Mistress of All She Surveys: themes of Alka Joshi’s Perfumist of Paris

Siddharth Mehrotra-

The Perfumist of Paris (2023. Toronto: Mira) is the second sequel to Alka Joshi’s Henna Artist (2020. Toronto: Mira) and the immediate sequel to The Secret-Keeper of Jaipur (2021. Toronto: Mira), and serves to conclude the trilogy.

Like every good post-colonial writer, Joshi brings a hitherto marginal perspective to the center of attention in this volume: that of Radha, sister of Lakshmi (the narrator, protagonist, and titular character of The Henna Artist). True to genre, the character of Radha is never better pleased than when actually defying some other figure’s expectations, enemies and well-wishers alike, in pursuit of her own satisfaction, and much of the narration is devoted to her frustration over an unmet need to do so.

A secondary theme is that of reconciliation: chiefly of Radha with her snobbish mother-in-law, and again with an even more snobbish childhood rival, both on grounds of the same need to defy society and re-arrange circumstances to suit oneself. Here, we see some contrast with the first volume of this trilogy, in which Lakshmi’s achievements were made in the cultivation of relationships, and her status threatened by their dissolution.

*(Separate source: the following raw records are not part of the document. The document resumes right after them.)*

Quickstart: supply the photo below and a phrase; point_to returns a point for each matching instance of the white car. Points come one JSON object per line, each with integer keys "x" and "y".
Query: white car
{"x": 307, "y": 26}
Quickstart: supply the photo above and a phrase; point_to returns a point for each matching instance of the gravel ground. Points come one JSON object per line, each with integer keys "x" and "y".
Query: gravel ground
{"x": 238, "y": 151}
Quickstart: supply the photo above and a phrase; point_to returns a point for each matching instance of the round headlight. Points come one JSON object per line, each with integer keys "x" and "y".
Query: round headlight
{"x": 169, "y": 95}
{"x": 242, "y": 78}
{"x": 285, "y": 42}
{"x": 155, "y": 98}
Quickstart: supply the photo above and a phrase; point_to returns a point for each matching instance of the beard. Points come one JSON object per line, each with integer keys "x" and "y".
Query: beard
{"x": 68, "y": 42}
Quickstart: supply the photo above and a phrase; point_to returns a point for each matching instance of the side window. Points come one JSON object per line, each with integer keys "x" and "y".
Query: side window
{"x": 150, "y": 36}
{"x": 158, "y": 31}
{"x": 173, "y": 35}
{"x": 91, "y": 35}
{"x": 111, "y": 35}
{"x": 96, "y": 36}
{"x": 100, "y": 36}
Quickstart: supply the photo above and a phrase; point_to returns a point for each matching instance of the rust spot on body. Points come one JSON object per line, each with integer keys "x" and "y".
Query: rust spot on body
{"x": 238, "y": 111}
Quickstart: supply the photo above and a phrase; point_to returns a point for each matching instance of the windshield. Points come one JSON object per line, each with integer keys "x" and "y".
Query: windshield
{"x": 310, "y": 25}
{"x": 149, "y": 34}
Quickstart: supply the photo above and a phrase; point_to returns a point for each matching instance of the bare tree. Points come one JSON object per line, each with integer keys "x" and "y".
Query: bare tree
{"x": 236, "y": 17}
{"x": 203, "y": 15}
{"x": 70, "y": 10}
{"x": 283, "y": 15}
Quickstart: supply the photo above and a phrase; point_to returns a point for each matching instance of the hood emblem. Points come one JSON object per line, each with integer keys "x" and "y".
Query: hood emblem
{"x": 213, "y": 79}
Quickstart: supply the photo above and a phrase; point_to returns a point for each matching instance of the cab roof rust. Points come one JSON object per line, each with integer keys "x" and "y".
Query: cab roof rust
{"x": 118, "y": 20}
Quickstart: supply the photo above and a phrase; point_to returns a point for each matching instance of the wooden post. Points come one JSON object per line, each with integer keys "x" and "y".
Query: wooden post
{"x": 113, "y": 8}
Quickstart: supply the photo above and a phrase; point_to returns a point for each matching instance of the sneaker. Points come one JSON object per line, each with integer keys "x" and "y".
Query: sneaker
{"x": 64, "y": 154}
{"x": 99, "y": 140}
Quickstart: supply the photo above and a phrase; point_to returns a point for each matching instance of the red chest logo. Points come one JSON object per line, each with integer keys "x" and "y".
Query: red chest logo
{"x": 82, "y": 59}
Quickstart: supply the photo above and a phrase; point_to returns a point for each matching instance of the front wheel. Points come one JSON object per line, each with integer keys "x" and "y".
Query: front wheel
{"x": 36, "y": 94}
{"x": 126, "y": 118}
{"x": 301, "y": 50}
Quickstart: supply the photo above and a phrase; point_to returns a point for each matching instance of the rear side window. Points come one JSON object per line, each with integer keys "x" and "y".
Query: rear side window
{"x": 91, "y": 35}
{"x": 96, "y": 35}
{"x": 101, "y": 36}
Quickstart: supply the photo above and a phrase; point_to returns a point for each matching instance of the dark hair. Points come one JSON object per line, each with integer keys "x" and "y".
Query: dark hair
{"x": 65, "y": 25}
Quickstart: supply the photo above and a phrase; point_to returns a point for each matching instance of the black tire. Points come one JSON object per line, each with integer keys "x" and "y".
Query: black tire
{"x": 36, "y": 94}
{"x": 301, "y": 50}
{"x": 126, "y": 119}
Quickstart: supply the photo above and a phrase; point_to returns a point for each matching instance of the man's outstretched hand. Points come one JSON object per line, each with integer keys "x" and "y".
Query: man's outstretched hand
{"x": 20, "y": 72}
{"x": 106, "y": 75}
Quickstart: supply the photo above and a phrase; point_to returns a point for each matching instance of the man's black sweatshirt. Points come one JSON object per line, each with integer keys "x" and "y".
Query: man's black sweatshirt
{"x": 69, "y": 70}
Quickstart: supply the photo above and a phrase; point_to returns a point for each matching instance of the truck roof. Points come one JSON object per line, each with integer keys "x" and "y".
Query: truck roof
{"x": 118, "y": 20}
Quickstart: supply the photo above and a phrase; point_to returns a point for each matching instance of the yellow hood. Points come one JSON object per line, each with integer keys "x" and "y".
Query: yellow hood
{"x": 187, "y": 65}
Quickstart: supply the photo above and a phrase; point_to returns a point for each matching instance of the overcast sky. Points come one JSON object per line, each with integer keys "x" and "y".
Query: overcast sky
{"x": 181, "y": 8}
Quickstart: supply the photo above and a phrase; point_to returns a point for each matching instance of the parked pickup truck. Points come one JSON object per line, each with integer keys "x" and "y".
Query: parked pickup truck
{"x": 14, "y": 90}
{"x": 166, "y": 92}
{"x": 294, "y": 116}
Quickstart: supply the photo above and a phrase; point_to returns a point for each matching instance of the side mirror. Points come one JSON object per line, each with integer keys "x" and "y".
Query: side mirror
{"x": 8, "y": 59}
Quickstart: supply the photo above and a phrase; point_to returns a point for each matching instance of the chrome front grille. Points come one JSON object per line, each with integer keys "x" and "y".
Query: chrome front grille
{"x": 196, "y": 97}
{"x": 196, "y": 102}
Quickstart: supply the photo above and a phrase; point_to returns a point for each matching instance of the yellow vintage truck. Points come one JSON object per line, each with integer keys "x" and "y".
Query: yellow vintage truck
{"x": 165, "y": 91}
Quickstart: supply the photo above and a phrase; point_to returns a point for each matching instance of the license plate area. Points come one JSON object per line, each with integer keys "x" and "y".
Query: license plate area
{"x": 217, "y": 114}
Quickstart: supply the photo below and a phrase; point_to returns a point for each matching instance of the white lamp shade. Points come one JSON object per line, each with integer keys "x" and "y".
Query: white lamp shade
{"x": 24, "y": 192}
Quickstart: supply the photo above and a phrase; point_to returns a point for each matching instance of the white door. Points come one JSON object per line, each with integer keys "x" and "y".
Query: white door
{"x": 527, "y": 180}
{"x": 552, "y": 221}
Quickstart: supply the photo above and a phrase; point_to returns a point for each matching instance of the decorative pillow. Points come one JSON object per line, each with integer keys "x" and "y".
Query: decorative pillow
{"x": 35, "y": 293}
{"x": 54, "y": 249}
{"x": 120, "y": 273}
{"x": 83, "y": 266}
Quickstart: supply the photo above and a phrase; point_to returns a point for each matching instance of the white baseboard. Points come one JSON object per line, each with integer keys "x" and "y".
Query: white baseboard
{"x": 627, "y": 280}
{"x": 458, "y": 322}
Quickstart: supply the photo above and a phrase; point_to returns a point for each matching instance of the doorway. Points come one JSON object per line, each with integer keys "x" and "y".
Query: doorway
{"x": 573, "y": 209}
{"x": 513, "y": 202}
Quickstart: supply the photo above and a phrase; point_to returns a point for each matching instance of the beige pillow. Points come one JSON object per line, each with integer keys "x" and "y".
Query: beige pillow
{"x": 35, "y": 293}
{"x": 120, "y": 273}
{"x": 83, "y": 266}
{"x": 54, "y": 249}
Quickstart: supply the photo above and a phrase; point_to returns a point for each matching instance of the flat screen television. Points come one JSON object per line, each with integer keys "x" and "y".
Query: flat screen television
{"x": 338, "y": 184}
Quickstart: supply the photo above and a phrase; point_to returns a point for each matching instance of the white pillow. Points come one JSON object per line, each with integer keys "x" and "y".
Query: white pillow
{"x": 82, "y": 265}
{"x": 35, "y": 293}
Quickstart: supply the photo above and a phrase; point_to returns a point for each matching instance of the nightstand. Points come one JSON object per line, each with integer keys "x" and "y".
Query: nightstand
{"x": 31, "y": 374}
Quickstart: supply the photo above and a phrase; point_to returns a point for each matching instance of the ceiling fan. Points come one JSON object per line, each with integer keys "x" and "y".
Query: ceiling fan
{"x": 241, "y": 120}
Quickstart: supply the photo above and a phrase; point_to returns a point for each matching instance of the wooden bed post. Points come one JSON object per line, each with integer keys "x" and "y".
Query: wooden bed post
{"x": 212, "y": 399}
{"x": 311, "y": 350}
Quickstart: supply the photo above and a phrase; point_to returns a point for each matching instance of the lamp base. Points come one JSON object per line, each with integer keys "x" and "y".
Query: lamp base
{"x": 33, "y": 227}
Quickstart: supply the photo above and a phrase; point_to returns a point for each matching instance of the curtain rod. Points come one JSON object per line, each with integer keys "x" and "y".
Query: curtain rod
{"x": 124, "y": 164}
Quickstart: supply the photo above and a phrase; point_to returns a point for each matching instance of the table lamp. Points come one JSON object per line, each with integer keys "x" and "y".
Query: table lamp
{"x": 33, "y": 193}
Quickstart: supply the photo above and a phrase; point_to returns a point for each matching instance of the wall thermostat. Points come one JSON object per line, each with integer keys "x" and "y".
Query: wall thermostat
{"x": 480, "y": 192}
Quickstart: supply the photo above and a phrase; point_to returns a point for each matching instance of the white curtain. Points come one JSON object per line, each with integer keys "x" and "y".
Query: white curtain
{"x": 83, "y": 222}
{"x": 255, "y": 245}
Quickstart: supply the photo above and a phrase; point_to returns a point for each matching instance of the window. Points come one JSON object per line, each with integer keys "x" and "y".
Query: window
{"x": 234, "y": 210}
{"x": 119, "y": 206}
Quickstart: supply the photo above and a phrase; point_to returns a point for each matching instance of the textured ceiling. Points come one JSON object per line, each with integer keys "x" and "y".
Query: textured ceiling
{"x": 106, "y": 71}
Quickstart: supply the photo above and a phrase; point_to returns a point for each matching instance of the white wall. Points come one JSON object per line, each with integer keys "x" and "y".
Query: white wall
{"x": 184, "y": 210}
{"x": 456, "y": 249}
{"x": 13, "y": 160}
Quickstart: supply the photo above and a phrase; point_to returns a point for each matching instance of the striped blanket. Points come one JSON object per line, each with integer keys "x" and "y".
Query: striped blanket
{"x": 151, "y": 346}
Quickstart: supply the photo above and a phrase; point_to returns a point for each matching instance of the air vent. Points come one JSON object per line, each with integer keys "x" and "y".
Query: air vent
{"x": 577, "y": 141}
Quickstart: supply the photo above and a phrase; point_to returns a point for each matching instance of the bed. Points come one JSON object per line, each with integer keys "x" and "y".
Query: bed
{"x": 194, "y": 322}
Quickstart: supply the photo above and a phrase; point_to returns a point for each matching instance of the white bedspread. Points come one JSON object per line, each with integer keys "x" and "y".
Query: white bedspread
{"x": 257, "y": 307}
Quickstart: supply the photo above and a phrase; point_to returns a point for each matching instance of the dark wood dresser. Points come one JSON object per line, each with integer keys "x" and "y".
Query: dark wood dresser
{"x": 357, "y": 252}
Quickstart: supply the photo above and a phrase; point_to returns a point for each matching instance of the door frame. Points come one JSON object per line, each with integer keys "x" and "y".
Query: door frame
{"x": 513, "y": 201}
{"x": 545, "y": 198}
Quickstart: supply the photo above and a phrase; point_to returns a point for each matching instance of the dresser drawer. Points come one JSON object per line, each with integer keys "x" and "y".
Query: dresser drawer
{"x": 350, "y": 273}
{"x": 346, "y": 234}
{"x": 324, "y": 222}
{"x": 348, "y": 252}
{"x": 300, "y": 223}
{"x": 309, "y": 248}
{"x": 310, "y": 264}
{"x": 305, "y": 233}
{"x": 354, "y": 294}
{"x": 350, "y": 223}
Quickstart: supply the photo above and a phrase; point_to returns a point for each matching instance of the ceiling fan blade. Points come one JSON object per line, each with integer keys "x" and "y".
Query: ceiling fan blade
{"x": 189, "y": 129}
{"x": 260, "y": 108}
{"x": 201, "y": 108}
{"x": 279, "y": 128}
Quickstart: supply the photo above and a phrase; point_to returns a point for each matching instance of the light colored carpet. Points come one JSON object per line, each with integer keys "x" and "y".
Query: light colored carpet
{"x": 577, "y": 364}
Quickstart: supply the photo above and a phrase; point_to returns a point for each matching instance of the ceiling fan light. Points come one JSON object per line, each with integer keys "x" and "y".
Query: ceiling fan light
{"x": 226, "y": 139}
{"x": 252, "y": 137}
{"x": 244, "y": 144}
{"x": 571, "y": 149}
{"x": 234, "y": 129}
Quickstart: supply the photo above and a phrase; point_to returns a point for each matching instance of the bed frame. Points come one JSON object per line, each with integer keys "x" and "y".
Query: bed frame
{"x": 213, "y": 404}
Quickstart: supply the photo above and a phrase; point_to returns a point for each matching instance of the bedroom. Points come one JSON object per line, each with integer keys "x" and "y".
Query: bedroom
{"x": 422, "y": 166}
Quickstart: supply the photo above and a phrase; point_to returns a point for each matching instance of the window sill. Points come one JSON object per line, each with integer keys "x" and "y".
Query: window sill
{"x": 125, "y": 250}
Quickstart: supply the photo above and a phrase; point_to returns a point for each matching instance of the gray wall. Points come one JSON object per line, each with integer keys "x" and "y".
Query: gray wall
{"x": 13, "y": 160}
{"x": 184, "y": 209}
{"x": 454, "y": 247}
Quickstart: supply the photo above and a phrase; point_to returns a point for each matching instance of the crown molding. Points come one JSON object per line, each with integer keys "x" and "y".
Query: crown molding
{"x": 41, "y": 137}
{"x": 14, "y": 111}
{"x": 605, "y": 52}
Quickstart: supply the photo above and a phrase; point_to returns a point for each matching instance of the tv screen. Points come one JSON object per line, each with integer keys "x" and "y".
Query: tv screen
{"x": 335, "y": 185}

In this third volume, Radha’s achievements operate exactly the opposite way around: she is constantly striving to escape some relationship or re-establish it under her sole control.

The Perfumist of Paris concludes with a loose household of its leading characters lolling about and congratulating themselves, laughing at one another’s jokes; an ending slightly out of harmony with the rest of the trilogy, but well and truly consistent with the public sensibility prevailing at the time of publication: a new Me Decade, in which the ideal is no longer status in society, but territory somewhat outside it, in which everything and everyone is specially chosen to please oneself, and everything less than wholly pleasing and flattering is cast into the outer darkness to be ridiculed. In this respect Joshi proves herself a versatile author, capable of changing imperceptibly within a single volume from the usual post-colonial style, to the style distinguished by Charles Dickens (Oliver Twist, Bleak House, A Christmas Carol, David Copperfield), Lucy Maud Montgomery (Anne’s House of Dreams), Ayn Rand (Atlas Shrugged), Robert Heinlein (Time Enough for Love, Stranger in a Strange Land), Kurt Vonnegut (Cat’s Cradle), Madeleine L’Engle (The Young Unicorns), and Ellen Raskin (The Westing Game), all of whom define happy endings as membership in a clique of the like-minded; the same motif satirized by George Bernard Shaw in his play Heartbreak House. By this device, Joshi sets an example of an Indian author outgrowing the conventional limits of modern Indian writing, and showing the writing, like its heroine, need not be always bound by the world’s usual expectations.